Publié aux Presses universitaires de Rennes, l'ouvrage se présente comme une anthologie inédite de rapports d'expertises médico-légales effectuées au 18e siècle à Genève, rassemblés et présentés par Michel Porret et Fabrice Brandli avec la collaboration de deux doctorants, Flavio Borda d'Agua et Sonia Vernhes-Rappaz, et une préface du médecin légiste Patrice Mangin.
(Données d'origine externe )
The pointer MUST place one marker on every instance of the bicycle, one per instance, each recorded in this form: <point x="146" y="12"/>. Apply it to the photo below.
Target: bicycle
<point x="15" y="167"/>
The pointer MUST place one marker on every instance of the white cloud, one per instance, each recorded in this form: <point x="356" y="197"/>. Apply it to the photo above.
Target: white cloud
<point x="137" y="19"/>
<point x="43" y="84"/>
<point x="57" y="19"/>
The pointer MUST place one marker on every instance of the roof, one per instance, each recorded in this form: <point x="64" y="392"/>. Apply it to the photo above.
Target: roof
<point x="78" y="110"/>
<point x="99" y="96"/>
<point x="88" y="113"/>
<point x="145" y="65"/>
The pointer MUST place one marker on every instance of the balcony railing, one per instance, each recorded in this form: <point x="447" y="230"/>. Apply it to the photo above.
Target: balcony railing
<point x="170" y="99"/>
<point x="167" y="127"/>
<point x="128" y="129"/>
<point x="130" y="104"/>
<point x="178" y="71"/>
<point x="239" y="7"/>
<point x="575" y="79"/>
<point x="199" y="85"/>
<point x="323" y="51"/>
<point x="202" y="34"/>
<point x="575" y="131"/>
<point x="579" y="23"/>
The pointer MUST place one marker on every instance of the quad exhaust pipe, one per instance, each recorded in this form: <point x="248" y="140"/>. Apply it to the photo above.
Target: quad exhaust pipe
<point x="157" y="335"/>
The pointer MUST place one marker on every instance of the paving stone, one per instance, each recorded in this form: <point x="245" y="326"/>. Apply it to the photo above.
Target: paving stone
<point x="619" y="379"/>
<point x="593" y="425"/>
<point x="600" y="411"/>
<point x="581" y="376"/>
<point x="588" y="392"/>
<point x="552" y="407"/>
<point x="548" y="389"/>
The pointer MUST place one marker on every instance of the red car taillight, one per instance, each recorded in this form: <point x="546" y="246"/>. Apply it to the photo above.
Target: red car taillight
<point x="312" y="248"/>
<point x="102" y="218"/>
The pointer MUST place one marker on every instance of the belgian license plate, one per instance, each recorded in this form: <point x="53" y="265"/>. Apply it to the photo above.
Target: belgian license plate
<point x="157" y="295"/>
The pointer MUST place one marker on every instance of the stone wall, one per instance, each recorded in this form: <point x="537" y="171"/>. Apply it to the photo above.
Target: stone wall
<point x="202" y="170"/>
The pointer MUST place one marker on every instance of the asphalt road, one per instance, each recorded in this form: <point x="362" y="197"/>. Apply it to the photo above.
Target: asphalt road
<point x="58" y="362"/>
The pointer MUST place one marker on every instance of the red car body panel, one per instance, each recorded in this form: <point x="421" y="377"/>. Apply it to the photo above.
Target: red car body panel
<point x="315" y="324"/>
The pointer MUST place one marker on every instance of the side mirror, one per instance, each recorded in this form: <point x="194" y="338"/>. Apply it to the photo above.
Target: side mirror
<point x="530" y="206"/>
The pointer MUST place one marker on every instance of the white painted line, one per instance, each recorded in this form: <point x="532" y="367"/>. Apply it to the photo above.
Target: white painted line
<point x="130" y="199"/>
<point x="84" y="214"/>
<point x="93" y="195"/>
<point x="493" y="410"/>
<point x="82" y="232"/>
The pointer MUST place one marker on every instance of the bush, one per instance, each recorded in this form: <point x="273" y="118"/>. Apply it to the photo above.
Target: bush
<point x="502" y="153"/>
Un tel ouvrage s'inscrit dans le prolongement des travaux de Michel Porret et de ses collègues de l'Université de Genève au sein de l'équipe DAMOCLES dont il est le directeur, consacrés à l'histoire de la justice et de la médecine légale à l'époque moderne, principalement au temps des Lumières, voire au-delà. En témoigne son livre Sur la scène du crime. Pratique pénale, enquête et expertises judiciaires à Genève (XVIIIe-XIXe siècle), publié en 2008 (en 2007 en italien). La ville de Genève et ses archives d'État constituent l'un des terrains d'enquête principaux. [End Page 273]

Cette anthologie est précédée d'une première partie introductive, composée de deux chapitres ; la seconde, qui constitue plus des trois quarts du livre, contient l'ensemble du corpus de sources. Le livre est pourvu d'une bibliographie complémentaire et de deux index pour les noms des personnes et pour les noms de lieux. Dans la première partie, les auteurs s'attachent à contextualiser leur corpus. Le fil rouge de la démonstration est la volonté d'inscrire l'histoire des pratiques médico-légales dans la longue durée et de montrer le rôlecharnière du 18e siècle dans la constitution de la médecine comme science organisée et auxiliaire incontournable de la justice. D'où la multiplication des références de la Renaissance à l'époque contemporaine (le 19e siècle principalement), d'Ambroise Paré à Alexandre Lacassagne.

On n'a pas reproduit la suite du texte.